Last thing to mention: If you have a PC running more than 4GB memory, you should choose a 64 bit version of the Linux distro, else you won't be able to utilize the extra memory. It's the same as with Windows.
Warning: Since the title of the thread is a little misleading in that it suggests running Ubuntu and/or W7 on a laptop, I like to add this warning message.
Many new notebooks today are supplied with what the vendors call "Optimus" technology. Some modern CPUs such as the Intel i5 are equipped with their own graphics processor inside the CPU. Notebook vendors sometimes add a discrete graphics processor for better graphics performance. "Optimus" technology can use the CPU internal GPU to run the common graphics tasks and automatically switch to the discrete, usually more powerful GPU when needed (for example while playing games). This technology preserves battery life when running on battery while performing easy tasks (with regard to graphics), yet offer good graphics support for games but at the cost of higher power consumption and shorter battery time.
BUT, currently only Windows is able to utilize this technology. There are some work-arounds under Linux such as the Bumblebee project for Nvidia GPU support. But as I said, they are workarounds, not real solutions.
I've recently tried the Bumblebee workaround on a Dell notebook with Nvidia Optimus technology. It works, but requires the user to run a command from the terminal screen every time (s)he wants to run an application using the discrete GPU. While this is inconvenient, the actual performance is quite good.
So, I would caution notebook buyers who plan to use Linux from buying such Optimus notebooks (the same technology may also be employed in other notebooks under a different name, I just don't know), as long as there is no native Linux support for that. At least one should be aware of this issue.

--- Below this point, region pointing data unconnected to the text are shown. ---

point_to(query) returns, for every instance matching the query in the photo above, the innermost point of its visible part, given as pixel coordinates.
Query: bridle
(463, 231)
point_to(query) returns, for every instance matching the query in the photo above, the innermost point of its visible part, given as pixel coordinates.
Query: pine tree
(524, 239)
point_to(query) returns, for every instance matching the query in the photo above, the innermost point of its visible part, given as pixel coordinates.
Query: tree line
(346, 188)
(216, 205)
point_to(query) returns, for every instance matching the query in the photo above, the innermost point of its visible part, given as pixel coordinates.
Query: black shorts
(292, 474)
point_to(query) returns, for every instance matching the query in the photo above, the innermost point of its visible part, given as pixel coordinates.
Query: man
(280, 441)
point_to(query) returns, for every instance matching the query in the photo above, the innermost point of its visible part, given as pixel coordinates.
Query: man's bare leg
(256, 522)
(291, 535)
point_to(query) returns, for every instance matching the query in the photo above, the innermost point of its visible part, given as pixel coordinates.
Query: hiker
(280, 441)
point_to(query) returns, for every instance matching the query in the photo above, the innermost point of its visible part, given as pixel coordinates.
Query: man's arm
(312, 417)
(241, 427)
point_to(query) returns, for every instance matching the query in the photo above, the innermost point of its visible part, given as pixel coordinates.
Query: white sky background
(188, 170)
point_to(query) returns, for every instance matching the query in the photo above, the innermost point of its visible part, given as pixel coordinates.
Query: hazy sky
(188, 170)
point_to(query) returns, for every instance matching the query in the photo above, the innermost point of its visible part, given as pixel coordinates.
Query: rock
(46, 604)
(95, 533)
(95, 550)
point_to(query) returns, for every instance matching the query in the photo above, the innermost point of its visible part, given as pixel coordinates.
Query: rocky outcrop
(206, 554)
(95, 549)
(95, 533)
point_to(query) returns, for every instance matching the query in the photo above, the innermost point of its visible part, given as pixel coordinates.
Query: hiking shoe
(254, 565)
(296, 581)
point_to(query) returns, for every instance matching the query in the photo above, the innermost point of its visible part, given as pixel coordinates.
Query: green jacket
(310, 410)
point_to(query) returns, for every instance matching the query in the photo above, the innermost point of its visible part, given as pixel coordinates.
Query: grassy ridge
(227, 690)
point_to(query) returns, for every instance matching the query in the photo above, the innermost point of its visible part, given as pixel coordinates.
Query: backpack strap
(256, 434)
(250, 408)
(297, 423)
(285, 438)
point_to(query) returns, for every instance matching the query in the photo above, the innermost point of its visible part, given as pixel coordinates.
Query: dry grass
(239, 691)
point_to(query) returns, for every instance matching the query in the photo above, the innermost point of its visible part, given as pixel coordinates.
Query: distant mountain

Just to add to what others have said, yes, Ubuntu is free and does most of the things that Windows can do. Not only is the OS free, most of the software is free, and you can usually find programs to do most tasks that you need to do in Windows or Mac--web browsers, word processors, media players, etc.
Another great benefit of Ubuntu is that you never have to pay for upgrades. Since it is free, you can always keep your system up to date with the latest version.
Also, viruses are designed for Windows or Mac. There are simply no viruses for Linux. So security is something you never have to worry about.
That said, games designed for Windows or Mac will not work; rather, Ubuntu has its own games. Also, I am not a gamer, but my sense from the office programs is that Ubuntu programs tend to have fewer features and my guess is that games are probably not as good.
One caution before installing it on your harddrive, it will reformat your disk and wipe out your Windows installation (unless you install a "dual boot" system). Be very careful about doing this because there may be no going back. This is especially true if your machine did not come with a Windows CD, like many netbooks.
I would definitely encourage you to try it using a USB stick first to get used to it.